The
mbsrtowcs() converts the multibyte character string indirectly pointed to by
s to the corresponding wide character string, and stores it in the array pointed to by
pwcs. The conversion stops due to the following reasons:
•
The conversion reaches a nul byte. In this case, the nul byte is also converted.
•
The mbsrtowcs() has already stored n wide characters.
•
The conversion encounters an invalid character.

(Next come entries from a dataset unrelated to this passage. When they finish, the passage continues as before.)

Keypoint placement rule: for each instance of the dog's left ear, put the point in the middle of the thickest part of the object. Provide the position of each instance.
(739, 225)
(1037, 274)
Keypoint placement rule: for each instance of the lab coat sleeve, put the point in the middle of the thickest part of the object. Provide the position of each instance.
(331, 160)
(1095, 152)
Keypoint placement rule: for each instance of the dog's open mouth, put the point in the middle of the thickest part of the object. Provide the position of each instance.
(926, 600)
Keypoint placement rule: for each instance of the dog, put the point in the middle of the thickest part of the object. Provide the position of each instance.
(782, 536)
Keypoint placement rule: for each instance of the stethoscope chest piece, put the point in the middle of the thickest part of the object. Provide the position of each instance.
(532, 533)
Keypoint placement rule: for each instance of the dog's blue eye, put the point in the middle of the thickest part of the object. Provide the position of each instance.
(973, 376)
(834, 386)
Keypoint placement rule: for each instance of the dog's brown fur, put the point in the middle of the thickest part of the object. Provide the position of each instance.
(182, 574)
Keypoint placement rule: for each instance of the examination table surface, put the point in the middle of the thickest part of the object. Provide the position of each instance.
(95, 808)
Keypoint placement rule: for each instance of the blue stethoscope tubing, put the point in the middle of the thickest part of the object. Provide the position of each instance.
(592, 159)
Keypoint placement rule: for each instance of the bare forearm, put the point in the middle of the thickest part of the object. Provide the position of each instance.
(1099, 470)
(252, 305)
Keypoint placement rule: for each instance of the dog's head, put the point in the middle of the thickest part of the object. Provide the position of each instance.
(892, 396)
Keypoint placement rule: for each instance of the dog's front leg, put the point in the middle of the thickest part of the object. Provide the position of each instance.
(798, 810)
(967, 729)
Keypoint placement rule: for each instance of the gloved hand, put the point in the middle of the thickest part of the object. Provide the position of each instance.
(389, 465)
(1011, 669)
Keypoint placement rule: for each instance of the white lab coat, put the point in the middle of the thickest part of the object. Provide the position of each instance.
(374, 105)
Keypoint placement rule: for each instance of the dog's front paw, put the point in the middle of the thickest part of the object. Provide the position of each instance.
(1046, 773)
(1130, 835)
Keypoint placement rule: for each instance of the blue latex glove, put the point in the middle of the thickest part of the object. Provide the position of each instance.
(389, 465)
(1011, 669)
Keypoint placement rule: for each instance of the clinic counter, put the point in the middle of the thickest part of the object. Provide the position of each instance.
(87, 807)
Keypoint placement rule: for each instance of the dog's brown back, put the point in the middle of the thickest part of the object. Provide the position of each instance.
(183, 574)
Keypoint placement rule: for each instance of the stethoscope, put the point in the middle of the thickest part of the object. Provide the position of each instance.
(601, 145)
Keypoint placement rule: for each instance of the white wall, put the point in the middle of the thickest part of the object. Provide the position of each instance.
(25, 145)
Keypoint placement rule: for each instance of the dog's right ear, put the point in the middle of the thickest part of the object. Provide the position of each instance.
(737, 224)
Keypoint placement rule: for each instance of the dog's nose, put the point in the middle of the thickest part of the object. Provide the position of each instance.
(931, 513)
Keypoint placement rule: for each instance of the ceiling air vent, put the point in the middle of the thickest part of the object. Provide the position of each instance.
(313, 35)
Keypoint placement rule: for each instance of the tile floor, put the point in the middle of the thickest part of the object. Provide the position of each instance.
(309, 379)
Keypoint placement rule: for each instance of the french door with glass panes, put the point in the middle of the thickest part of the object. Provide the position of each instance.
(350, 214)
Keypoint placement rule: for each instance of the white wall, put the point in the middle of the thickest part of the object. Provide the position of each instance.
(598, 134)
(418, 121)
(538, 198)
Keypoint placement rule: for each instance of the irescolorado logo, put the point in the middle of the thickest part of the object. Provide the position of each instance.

Each character will be converted as if
mbrtowc(3) is continuously called.
After conversion, if
pwcs is not a null pointer, the pointer object pointed to by
s is a null pointer (if the conversion is stopped due to reaching a nul byte) or the first byte of the character just after the last character converted.
If
pwcs is not a null pointer and the conversion is stopped due to reaching a nul byte, the
mbsrtowcs() places the state object pointed to by
ps to an initial state after the conversion has taken place.
The behaviour of
mbsrtowcs() is affected by the
LC_CTYPE category of the current locale.
These are the special cases:
s == NULL || *s == NULL
Undefined (may cause the program to crash).
pwcs == NULL
The conversion has taken place, but the resulting wide character string was discarded. In this case, the pointer object pointed to by s is not modified and n is ignored.
ps == NULL
The
mbsrtowcs() uses its own internal state object to keep the conversion state, instead of
ps mentioned in this manual page.
Calling any other functions in
Standard C Library (libc, -lc) never changes the internal state of
mbsrtowcs(), which is initialized at startup time of the program.